= 2016–17 Women's EHF Champions League knockout stage =

This article describes the knockout stage of the 2016–17 Women's EHF Champions League.

==Qualified teams==
The top four placed teams from each of the two main round groups advanced to the knockout stage.

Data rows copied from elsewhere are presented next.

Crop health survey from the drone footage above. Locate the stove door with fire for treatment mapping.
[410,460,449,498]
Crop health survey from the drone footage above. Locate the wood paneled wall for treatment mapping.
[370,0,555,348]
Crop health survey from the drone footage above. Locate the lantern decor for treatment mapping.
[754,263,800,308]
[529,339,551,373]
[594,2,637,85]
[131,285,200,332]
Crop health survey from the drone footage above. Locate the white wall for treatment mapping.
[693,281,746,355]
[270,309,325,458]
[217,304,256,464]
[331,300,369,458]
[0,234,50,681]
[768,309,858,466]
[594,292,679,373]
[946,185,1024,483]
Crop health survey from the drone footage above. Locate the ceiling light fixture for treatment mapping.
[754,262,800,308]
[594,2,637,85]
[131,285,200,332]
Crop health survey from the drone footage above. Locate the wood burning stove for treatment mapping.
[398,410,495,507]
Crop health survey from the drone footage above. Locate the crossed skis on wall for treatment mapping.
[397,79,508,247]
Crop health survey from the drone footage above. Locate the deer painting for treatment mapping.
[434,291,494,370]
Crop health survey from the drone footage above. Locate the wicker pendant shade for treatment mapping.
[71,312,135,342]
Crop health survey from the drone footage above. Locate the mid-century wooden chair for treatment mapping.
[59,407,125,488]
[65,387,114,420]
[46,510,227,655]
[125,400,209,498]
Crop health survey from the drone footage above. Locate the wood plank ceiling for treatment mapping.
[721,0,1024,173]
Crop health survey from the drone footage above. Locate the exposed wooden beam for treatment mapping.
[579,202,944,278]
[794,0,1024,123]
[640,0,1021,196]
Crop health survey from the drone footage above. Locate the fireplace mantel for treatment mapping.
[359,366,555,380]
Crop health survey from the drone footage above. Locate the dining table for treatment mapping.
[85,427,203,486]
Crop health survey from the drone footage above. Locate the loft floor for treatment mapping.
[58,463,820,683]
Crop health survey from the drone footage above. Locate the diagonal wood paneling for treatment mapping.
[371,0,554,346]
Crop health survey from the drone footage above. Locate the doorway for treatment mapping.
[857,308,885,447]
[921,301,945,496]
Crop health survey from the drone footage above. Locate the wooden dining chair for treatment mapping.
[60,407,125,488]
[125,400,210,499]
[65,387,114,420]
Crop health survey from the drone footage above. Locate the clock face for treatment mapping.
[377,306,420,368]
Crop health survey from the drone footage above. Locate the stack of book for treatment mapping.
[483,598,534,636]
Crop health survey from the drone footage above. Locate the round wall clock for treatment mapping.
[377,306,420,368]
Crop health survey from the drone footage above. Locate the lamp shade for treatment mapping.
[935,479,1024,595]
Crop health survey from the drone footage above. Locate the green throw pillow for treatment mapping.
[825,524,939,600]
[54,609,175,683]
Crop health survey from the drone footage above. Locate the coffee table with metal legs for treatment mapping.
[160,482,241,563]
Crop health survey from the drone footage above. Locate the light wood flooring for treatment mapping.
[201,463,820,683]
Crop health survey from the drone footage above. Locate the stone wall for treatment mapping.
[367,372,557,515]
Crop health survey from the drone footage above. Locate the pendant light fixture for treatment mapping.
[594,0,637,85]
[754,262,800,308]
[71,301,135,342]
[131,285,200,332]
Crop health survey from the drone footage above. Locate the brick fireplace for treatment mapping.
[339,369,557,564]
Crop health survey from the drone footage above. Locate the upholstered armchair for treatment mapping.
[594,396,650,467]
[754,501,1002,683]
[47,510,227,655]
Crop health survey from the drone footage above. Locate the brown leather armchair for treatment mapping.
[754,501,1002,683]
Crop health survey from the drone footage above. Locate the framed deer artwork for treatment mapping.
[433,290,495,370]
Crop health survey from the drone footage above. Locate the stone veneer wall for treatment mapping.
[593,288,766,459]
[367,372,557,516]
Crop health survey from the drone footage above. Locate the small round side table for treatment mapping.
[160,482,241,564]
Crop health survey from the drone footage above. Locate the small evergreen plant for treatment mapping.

| Group | First place | Second place | Third place | Fourth place |
|---|---|---|---|---|
| 1 | MKD HC Vardar | HUN FTC-Rail Cargo Hungaria | MNE Buducnost | FRA Metz Handball |
| 2 | HUN Győri Audi ETO KC | NOR Larvik HK | ROU CSM București | DEN Midtjylland |

==Format==
The first-placed team of each group faced the fourth-placed team, and the second-placed team played against the third-placed team from the other group. After that a draw was held to determine the pairings for the final four.

==Quarterfinals==
===Overview===

| Team 1 | Agg.Tooltip Aggregate score | Team 2 | 1st leg | 2nd leg |
|---|---|---|---|---|
| Midtjylland | 50–54 | HC Vardar | 26–28 | 24–26 |
| Metz Handball | 54–59 | Győri Audi ETO KC | 32–31 | 22–28 |
| CSM București | 57–51 | FTC-Rail Cargo Hungaria | 30–25 | 27–26 |
| Buducnost | 66–47 | Larvik HK | 31–17 | 35–30 |

===Matches===

Vardar won 54–50 on aggregate.
----

Győri ETO won 59–54 on aggregate.
----

CSM București won 57–51 on aggregate.
----

Buducnost won 66–47 on aggregate.

==Final four==
The final four was held at the László Papp Budapest Sports Arena in Budapest, Hungary on 6 and 7 May 2017.

The draw was held on 18 April 2017 at 13:00 in Budapest, Hungary.